Another style uses a single piece of rope that goes over the poll and is placed around the nose with a slipknot attachment, in some cases tightening when a rein is pulled. A third style has the rope run over the poll and through the mouth, tying with a square knot to serve as a type of bit, and leaving the ends as reins.
Riding in halters
Some rope halters, usually made of yacht rope, are designed to be used for riding horses by the addition of various design elements, such as knots on the top of the nose, rings for reins so that it acts like a sidepull, or a heavy bottom knot akin to that of a bosal. Control is achieved by direct pressure on the nose. There is minimal, if any leverage, nor does a halter utilize any type of clamping action.
Some people also ride horses with an ordinary halter, though this is generally viewed as unsafe due to the lack of control inherent in the design. Specialized training is required in order for the horse to remain controllable by the rider in a riding halter. They are also not allowed in recognized competitions, save for competitive trail riding and endurance riding.
A modern war bridle is a thin cord run over the poll and then either through the mouth or under the upper lip, against the gumline of the upper incisors. In some cases, the lower loop goes around the horse's muzzle rather than under the lip. A loop is used so that it tightens on the horse's head when the end of the line is pulled. Sometimes a pulley is used to provide mechanical advantage. All designs tightens on both the poll and the lip or jaw. The war bridle is not intended for riding; it is used on the ground for management of an animal. The use of a war bridle is considered by some to be a last resort for handling an uncontrollable animal, but others claim its use constitutes animal cruelty.
The advantages of bitless over bitted headgear is hotly disputed. Hackamores and other bitless headgear are commonly used to start young horses, particularly if the horse is started at a time when a young horse's permanent teeth are emerging and the animal may therefore have issues with a bit in its mouth. Most traditional schools of horse training transition a young horse into a bit after a year or so.
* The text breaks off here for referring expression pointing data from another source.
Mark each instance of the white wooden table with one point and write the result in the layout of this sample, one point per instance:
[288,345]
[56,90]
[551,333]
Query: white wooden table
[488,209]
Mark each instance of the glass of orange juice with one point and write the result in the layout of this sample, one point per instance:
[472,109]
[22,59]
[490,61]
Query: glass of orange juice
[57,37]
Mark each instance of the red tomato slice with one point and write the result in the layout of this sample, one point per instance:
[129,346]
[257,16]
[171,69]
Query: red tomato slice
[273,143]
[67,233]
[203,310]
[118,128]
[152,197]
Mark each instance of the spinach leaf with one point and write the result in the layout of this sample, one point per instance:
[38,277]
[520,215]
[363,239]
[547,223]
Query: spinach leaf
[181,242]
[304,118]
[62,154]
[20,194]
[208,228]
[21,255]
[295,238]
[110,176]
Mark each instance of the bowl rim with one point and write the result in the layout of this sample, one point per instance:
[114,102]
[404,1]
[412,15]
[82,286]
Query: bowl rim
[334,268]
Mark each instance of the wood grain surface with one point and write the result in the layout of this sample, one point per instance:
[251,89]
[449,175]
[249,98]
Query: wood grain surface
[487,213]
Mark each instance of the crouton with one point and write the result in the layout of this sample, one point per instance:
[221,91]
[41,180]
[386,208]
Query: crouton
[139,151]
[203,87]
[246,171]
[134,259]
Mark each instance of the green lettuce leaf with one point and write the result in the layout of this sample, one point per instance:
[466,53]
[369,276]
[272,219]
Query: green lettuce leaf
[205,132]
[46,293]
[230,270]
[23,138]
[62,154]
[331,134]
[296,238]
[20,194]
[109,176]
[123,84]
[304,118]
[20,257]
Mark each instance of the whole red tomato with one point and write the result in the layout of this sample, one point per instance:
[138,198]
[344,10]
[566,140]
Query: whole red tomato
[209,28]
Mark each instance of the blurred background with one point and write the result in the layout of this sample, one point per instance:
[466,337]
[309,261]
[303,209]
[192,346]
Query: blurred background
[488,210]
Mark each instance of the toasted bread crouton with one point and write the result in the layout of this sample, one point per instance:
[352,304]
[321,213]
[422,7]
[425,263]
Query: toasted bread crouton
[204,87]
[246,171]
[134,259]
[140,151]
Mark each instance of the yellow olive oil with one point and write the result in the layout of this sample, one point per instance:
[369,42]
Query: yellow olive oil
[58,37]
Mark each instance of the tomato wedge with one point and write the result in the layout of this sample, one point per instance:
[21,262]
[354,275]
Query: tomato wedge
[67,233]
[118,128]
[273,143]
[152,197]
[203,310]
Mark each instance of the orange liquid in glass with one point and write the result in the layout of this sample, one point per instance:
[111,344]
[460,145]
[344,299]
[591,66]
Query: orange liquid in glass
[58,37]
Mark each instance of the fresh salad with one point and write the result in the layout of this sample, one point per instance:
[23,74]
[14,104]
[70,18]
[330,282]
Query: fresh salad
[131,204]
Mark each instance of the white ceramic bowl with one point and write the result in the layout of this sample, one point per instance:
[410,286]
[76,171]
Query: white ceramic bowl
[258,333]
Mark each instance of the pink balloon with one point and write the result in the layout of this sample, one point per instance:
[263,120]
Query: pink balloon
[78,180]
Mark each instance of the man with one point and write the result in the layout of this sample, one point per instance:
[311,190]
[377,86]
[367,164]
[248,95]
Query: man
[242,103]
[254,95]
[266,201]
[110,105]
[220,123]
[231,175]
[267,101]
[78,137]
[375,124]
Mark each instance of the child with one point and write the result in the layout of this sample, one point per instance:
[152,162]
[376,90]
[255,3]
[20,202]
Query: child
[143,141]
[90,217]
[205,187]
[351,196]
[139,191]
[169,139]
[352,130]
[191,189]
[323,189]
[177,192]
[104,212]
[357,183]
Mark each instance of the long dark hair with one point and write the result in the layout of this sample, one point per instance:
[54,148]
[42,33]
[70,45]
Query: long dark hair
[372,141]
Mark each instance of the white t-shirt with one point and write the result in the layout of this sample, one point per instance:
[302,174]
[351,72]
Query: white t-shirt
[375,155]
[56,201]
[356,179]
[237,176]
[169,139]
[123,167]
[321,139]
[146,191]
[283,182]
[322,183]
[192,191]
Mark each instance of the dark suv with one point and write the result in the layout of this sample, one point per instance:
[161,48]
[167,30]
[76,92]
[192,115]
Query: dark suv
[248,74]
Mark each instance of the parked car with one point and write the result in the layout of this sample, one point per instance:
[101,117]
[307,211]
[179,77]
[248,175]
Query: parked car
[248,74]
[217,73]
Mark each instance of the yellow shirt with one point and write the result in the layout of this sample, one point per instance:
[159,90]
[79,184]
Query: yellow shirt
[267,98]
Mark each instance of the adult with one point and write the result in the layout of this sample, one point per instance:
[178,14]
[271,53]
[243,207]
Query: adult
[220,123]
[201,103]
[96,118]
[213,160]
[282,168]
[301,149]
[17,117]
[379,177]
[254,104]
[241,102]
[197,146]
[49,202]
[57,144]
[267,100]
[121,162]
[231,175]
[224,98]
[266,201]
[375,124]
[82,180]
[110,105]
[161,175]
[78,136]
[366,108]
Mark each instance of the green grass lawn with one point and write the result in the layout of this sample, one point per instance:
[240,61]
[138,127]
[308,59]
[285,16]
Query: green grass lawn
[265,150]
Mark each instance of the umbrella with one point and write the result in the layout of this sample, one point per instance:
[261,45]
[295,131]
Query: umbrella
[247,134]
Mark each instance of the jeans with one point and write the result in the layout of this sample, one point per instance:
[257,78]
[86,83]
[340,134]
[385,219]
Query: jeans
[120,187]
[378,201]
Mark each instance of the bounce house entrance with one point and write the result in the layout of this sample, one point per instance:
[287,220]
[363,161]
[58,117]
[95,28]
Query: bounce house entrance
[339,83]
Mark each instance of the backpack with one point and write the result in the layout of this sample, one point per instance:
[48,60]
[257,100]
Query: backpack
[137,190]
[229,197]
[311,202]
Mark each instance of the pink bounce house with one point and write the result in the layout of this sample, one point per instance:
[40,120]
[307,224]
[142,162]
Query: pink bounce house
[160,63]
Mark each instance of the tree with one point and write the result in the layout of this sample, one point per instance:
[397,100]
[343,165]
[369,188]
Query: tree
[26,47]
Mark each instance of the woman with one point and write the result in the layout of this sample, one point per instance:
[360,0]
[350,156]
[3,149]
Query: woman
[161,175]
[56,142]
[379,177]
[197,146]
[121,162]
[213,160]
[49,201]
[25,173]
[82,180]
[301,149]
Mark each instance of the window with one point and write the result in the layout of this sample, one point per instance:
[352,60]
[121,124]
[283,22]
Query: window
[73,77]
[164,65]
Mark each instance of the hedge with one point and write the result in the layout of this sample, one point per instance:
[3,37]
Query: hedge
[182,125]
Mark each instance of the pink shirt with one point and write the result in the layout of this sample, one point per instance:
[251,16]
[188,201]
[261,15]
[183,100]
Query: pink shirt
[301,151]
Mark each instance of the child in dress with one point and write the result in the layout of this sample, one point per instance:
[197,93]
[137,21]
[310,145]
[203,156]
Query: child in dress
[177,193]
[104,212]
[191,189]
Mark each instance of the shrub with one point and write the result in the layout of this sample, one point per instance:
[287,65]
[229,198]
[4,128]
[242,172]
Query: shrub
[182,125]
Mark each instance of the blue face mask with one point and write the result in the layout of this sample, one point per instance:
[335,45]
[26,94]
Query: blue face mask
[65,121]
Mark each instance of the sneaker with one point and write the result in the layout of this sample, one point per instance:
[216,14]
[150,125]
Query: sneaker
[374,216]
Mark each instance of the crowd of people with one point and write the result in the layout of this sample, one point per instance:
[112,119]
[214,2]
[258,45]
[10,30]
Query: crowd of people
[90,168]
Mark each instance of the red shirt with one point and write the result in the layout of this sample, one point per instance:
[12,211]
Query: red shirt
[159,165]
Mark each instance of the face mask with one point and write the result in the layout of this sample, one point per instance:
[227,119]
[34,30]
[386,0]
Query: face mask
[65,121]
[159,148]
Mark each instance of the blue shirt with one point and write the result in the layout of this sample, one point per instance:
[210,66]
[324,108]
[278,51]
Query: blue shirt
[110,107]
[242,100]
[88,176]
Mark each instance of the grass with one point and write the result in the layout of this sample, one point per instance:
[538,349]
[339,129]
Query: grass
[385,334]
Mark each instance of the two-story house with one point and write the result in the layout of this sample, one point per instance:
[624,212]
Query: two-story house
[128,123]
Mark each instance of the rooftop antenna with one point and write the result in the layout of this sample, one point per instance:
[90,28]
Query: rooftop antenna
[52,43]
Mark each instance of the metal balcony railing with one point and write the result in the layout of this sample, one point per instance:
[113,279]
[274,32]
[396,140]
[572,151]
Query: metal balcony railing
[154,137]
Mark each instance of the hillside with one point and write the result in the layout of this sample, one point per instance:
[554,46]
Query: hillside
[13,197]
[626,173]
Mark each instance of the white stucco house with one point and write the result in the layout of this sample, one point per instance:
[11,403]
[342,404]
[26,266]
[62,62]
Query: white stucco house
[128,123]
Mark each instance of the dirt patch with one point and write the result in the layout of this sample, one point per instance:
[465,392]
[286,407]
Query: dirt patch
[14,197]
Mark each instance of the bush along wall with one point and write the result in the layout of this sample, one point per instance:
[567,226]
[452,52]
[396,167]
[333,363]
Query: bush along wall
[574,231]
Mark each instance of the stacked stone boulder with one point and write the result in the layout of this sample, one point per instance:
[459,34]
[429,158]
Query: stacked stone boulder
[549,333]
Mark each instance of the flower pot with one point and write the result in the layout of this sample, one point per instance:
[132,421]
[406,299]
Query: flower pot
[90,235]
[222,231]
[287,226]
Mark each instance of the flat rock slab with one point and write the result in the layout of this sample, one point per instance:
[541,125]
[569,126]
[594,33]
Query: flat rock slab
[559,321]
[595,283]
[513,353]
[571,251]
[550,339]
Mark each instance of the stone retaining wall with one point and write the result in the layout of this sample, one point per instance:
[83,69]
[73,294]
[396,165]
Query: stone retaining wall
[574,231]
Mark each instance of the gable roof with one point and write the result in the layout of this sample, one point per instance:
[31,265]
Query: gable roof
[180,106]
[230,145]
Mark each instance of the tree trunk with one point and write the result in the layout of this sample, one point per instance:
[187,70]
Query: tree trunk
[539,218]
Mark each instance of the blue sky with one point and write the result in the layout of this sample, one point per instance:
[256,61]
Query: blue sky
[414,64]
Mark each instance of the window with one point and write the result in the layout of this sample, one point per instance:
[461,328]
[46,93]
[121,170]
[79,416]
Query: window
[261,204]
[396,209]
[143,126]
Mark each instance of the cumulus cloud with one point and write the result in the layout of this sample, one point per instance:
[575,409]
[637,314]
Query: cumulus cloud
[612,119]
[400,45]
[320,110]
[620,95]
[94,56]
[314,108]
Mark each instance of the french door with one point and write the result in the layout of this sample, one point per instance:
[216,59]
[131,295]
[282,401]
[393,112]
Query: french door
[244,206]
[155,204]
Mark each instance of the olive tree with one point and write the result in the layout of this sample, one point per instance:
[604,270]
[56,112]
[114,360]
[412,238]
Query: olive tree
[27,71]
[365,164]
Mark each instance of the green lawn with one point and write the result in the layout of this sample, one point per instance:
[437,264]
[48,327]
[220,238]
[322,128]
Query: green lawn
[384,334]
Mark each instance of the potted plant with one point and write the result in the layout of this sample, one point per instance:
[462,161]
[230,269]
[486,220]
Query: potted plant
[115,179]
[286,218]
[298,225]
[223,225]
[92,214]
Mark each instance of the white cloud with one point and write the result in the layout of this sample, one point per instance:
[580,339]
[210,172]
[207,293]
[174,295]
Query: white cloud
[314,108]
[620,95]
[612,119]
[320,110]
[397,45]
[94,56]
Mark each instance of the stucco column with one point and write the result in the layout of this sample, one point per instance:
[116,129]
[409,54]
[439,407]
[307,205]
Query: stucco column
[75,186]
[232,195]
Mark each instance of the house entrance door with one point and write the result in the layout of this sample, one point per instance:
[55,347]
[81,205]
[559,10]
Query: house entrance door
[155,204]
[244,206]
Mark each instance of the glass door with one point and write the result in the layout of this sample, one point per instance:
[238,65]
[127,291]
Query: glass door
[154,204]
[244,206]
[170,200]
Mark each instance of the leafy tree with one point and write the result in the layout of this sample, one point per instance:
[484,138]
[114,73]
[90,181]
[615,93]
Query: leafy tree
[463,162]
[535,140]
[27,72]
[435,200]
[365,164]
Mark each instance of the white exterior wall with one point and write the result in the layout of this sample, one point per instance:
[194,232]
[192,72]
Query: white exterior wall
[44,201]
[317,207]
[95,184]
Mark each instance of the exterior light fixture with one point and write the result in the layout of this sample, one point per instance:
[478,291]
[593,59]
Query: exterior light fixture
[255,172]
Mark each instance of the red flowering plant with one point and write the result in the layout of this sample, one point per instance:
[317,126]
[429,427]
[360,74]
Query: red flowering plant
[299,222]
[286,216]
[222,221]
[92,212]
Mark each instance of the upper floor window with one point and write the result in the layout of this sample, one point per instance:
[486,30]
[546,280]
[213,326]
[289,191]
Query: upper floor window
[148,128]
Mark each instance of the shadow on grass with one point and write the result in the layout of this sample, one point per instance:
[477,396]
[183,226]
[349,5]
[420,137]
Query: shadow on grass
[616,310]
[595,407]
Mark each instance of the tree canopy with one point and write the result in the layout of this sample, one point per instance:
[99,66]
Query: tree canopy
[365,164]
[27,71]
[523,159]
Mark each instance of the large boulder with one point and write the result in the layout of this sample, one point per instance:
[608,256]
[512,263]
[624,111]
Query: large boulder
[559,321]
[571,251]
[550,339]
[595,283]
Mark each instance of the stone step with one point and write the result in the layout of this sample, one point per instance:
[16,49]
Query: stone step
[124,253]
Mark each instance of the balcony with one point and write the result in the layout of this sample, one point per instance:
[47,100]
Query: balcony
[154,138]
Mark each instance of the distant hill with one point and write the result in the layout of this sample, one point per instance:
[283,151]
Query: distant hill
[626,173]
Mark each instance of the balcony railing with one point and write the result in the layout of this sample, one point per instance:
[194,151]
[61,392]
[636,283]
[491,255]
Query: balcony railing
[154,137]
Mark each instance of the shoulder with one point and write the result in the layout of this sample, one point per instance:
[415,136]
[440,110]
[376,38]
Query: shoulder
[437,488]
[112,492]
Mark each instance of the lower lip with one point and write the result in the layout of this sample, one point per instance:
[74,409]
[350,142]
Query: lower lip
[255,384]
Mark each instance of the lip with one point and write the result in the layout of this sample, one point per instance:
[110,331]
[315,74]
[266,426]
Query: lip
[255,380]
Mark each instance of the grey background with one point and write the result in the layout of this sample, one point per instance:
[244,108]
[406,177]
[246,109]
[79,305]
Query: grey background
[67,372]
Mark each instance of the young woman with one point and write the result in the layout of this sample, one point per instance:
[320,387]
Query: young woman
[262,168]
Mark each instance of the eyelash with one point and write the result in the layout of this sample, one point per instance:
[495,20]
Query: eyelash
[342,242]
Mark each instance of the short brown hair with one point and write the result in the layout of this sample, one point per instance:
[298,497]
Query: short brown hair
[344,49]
However, some promoters of bitless bridles encourage their use for the life of the horse, and a few go so far as to suggest that a bit may cause physical as well as mental problems in the horse. However, advocates of traditional bridles note that like any piece of horse headgear, a bitless bridle in the wrong hands can also inflict pain. Another significant problem with a bitless bridle is that collection and being "on the bit," such as is required in dressage, is more difficult, if not impossible. Another problem is that any movement of the horse's head laterally has to be requested by the rider through unsophisticated "plow reining," or large hand or arm movements.